ところで、大西先生は「英語が苦手な原因」として、こうも言っています。それは、基本的に単語力がないから、だと。


このあたりは、考え方はほぼ同じですね。


以下、引用です。


世の中には「日常会話は、1000語くらい基本単語を覚えておけば大丈夫」なんて夢みたいな話も転がっている。だけどね、耳を貸さないことだ。1000の単語でも自分の言いたいことは多少言えるのかもしれない。だけどそれで相手の言い分は果たして理解できるんだろうか?できるわけがない。


(引用終わり)


大学受験用の単語集を2~3冊キッチリ仕上げればよい、とはっきり言っていますね。


このあたり、同じ先生の発言とは思えない、と感じてしまいますが・・・。単語の暗記というのは、決して機械信仰ではなくて、重要なんだそうです。

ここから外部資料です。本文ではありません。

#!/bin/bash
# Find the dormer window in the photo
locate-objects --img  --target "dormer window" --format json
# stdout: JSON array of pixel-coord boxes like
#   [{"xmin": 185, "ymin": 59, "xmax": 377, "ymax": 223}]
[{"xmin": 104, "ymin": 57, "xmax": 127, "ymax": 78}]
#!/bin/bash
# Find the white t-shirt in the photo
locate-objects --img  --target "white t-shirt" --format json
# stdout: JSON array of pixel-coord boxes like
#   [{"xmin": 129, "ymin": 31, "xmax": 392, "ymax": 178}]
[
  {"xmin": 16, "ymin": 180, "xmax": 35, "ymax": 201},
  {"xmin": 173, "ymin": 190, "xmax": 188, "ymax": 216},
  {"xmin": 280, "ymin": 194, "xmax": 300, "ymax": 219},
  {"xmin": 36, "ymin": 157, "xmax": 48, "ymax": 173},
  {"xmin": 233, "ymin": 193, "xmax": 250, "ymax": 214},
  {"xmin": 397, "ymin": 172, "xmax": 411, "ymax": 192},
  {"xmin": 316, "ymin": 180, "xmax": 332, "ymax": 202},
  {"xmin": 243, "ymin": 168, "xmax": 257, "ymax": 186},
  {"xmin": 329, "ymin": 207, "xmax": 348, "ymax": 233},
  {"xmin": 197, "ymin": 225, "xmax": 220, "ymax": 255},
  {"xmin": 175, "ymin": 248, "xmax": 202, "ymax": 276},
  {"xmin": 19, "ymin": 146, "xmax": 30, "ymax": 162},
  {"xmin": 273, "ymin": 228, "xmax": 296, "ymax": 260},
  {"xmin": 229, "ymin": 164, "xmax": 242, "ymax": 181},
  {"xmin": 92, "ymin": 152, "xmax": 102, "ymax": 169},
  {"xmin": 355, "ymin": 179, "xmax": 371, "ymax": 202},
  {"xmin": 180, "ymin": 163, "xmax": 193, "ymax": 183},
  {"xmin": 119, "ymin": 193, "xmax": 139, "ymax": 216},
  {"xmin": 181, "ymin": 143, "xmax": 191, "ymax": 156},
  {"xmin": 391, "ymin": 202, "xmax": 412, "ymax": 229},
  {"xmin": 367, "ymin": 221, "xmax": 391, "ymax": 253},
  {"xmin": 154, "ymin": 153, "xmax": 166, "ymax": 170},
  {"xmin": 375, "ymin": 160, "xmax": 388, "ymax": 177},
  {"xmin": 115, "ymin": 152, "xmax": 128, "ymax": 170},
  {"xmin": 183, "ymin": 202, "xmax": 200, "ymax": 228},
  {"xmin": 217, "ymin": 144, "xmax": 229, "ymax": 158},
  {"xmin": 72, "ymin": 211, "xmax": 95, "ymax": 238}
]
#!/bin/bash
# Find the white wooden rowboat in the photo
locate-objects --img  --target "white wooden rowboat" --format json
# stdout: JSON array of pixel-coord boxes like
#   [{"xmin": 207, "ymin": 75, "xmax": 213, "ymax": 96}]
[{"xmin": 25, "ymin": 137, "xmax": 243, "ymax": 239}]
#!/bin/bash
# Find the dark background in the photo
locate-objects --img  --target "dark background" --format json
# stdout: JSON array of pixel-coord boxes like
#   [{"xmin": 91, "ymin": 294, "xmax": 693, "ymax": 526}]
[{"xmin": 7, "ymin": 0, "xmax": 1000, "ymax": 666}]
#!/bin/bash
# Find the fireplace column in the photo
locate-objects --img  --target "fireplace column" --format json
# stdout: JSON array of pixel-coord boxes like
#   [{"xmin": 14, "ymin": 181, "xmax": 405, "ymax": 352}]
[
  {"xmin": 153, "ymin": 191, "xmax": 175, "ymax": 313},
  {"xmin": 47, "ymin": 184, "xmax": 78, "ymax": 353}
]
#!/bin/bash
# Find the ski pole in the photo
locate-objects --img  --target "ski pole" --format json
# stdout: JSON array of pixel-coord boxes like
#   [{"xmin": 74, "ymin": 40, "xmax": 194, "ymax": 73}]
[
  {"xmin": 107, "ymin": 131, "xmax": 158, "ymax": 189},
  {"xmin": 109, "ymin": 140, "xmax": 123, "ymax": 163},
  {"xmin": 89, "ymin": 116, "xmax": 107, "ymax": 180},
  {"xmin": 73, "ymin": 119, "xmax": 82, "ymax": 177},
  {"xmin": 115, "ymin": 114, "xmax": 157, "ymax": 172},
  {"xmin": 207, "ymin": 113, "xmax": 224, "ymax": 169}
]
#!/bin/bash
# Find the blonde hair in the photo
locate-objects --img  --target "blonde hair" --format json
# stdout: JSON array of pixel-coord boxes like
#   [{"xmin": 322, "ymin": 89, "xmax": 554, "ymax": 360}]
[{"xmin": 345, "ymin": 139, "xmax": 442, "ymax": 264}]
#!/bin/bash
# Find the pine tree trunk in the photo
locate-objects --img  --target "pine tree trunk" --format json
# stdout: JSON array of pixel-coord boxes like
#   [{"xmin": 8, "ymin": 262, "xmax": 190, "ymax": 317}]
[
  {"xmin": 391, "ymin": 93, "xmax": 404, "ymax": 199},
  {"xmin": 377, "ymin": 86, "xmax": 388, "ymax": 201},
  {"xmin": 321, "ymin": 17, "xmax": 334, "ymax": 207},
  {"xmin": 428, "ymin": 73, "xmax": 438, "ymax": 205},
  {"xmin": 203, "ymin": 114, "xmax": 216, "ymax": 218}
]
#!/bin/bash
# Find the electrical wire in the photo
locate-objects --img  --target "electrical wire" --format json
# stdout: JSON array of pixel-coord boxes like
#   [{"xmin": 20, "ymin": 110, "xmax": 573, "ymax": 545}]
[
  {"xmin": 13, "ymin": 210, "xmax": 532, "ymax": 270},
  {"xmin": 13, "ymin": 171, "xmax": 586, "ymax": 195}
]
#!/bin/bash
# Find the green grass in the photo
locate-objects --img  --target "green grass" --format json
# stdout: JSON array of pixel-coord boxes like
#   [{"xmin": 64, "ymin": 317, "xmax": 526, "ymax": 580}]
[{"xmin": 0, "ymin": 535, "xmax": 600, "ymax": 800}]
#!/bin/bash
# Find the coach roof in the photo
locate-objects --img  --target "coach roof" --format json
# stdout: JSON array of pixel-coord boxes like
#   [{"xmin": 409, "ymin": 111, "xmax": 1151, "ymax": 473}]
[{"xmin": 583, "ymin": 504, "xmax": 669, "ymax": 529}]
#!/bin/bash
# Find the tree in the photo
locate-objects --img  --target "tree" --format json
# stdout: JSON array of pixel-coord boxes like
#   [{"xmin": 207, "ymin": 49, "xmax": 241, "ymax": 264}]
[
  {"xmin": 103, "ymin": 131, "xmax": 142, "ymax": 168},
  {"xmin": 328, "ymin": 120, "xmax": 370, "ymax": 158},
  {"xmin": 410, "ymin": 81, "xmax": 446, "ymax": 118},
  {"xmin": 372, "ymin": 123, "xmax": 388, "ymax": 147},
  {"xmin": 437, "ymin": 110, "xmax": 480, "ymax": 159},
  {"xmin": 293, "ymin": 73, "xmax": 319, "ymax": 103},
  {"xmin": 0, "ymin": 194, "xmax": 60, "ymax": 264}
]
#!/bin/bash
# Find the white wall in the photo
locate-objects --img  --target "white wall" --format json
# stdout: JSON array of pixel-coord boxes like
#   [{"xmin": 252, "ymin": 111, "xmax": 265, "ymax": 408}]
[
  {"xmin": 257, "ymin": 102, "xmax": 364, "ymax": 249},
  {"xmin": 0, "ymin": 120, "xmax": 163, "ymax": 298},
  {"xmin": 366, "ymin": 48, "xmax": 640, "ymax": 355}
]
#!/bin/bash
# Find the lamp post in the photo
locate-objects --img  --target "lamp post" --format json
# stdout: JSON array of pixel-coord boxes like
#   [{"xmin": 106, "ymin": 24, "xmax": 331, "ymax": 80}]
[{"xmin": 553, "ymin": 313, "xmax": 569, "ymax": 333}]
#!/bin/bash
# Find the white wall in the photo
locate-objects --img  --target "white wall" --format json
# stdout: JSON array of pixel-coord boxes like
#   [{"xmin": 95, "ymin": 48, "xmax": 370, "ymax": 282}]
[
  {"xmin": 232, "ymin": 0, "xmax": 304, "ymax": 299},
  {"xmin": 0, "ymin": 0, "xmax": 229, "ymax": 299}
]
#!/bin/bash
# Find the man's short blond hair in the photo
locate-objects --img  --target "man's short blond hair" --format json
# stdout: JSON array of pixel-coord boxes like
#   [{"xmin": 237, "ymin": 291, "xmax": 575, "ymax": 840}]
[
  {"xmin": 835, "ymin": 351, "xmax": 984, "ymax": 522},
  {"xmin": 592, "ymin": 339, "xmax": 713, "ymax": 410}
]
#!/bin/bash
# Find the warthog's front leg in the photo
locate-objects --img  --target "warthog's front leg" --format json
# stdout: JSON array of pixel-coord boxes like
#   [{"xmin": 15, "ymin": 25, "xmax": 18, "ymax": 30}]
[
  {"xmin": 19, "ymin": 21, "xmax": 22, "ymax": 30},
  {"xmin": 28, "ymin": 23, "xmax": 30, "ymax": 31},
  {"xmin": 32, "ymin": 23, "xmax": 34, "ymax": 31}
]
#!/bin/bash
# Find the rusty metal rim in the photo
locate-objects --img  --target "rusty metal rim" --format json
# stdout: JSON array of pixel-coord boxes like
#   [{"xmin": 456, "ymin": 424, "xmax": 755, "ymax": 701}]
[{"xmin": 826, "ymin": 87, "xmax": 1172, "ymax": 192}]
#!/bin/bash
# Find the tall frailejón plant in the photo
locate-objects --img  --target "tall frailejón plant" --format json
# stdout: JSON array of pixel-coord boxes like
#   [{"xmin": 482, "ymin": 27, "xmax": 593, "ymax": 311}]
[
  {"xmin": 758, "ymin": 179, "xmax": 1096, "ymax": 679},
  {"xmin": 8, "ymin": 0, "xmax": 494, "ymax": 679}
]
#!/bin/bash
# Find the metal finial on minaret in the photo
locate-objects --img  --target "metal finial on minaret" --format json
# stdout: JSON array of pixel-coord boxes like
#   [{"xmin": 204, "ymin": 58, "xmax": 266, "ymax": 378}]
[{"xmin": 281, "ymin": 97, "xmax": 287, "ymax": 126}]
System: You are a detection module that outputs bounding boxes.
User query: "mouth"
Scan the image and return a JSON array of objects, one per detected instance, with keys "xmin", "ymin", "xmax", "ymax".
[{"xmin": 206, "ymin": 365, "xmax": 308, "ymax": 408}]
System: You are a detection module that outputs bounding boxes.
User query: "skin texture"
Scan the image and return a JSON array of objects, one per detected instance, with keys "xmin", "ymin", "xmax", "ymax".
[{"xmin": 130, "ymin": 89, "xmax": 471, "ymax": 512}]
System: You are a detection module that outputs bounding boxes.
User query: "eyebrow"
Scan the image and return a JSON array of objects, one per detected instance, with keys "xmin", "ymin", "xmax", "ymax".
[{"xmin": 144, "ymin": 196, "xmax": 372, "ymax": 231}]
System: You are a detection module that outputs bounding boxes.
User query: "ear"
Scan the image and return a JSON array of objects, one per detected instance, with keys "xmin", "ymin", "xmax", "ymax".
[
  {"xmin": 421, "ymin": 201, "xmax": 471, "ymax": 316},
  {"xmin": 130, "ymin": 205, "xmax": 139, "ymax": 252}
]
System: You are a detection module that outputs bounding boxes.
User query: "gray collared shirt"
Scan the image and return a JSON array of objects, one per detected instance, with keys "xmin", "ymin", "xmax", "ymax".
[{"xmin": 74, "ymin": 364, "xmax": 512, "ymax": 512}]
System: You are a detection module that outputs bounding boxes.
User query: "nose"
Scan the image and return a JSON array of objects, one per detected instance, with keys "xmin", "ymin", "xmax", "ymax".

ちょっと長くなったので、ここまでにしますが、大西先生、若干の考えの食い違いはありますが、それでも、素晴らしいこともおっしゃっていますので、それについては、次回、紹介したいと思います。




ただ、数学なんかと違い、英語は必ずしもやる必要のない科目、と言っても良いかも知れません。なぜなら、将来使わない可能性もあるわけで、しかも英語を使わない受験方法というのも準備されていますし、だから、英語が苦手だとしても、決してコンプレックスを持つ必要はなく、やめて全然OKだと思います。だって、青春時代に、キライなもので時間を費やすのはもったいないですし。


実際、アインシュタインは、語学は超苦手だったのです。世紀の天才が、です。まぁキライなものは、落ちこぼれていたわけ、ですね。


どうしてもキライならやめてしまい、その代わりに好きなものに打ち込んだほうがいいですね。


でも、外国人とコミュニケーションをとりたい、日本を出たい、と思っている人は、やはり、英語は絶対やっておくべきですね。